Communiqué de presse

Inde. Les victimes d’expulsions forcées dans l’Orissa doivent bénéficier de recours effectifs et recevoir des réparations

Les autorités de l’État d’Orissa, en Inde, doivent accorder sans délai des recours et des réparations aux familles expulsées de force dans le district de Jagatsinghpur, dans le cadre d’un projet du géant sud-coréen de l’acier, POSCO, a déclaré la section indienne d’Amnesty International vendredi 5 juillet.

« Ces expulsions, illégales, ont détruit les moyens de subsistance de milliers de personnes », a expliqué Shashikumar Velath, directeur de programmes à Amnesty International Inde.

« Les autorités ont acquis les terrains sans engager de véritable consultation avec les personnes concernées, ne leur ont pas fait parvenir de préavis suffisant ni de compensation adéquate. Elles bafouent les droits de ces villageois depuis des années. Elles doivent désormais veiller à ce que les familles touchées bénéficient de recours utiles. »

Les responsables du gouvernement et de la police de l’Orissa ont repris les expulsions forcées le 28 juin, poursuivant leurs efforts pour acquérir les terrains destinés au projet. Le même jour, des policiers armés de matraques ont chargé les manifestants, blessant au moins 20 d’entre eux.

Le 4 juillet, Satya Kumar Mallick, directeur de l’administration du district de Jagatsinghpur, a déclaré à Amnesty International Inde que l’acquisition des 1 092 hectares pour la première phase du projet était achevée et que les autorités allaient commencer à creuser des tranchées pour délimiter ces terrains.

La plus grande partie de la zone sert à la culture de plants de bétel sur des terres communales – qui sont la propriété du village, relèvent de l’autorité des instances locales et doivent être utilisées par les populations locales – dont dépendent de nombreuses familles pour vivre.

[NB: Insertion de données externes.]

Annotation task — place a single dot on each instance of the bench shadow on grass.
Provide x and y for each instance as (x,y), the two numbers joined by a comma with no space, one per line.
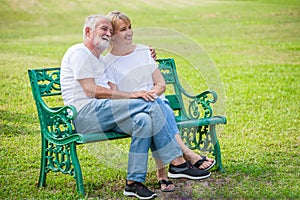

Selon Satya Kumar Mallick, tous les paysans du secteur avaient été consultés et indemnisés pour les terres saisies – sous la forme d’un paiement en liquide effectué en une seule fois – et ils avaient « volontairement » enlevé leurs plants de bétel. Toutefois, des militants locaux et certains habitants affirment qu’ils n’ont pas été consultés, n’ont pas été informés suffisamment à l’avance et que ceux qui ont refusé l’indemnisation ont vu leurs terres confisquées sans leur consentement, sous la contrainte physique.

« Nous ne voulons pas de leur indemnisation. Nous voulons vivre nos vies en paix, sans avoir peur d’être battus, déplacés ni arrêtés », a indiqué Ranjan S., habitant du village de Gobindpur.

Selon les Principes de base et directives sur les expulsions forcées et les déplacements liés au développement, toutes les personnes menacées ou victimes d’expulsions forcées ont droit à un recours en temps utile, qui comprend une audience équitable, l’accès à un avocat, une aide juridique, le retour, la restitution, la réinstallation, la réadaptation et l’indemnisation.

« Le gouvernement central comme celui de l’État d’Orissa ont le devoir de respecter et de protéger les droits de ces communautés et doivent agir en conséquence », a indiqué Shashikumar Velath.

« Pour commencer, les victimes d’expulsions forcées doivent avoir accès à des recours effectifs et jouir de leur droit d’obtenir réparation.

« POSCO doit entreprendre une évaluation exhaustive de l’impact du projet sur les droits humains, en consultation avec les populations locales.

« Les autorités doivent reconnaitre les revendications individuelles et collectives concernant les terres, mener de véritables consultations avec les personnes touchées et ne procéder à de nouvelles expulsions qu’en dernier ressort, comme l’exigent les normes internationales, a poursuivi Shashikumar Velath.

Tout recours inutile à la force ou toute autre violation des droits humains commise par la police doit faire l’objet d’une enquête, en vue d’amener les responsables, à tout niveau de commandement, à rendre des comptes.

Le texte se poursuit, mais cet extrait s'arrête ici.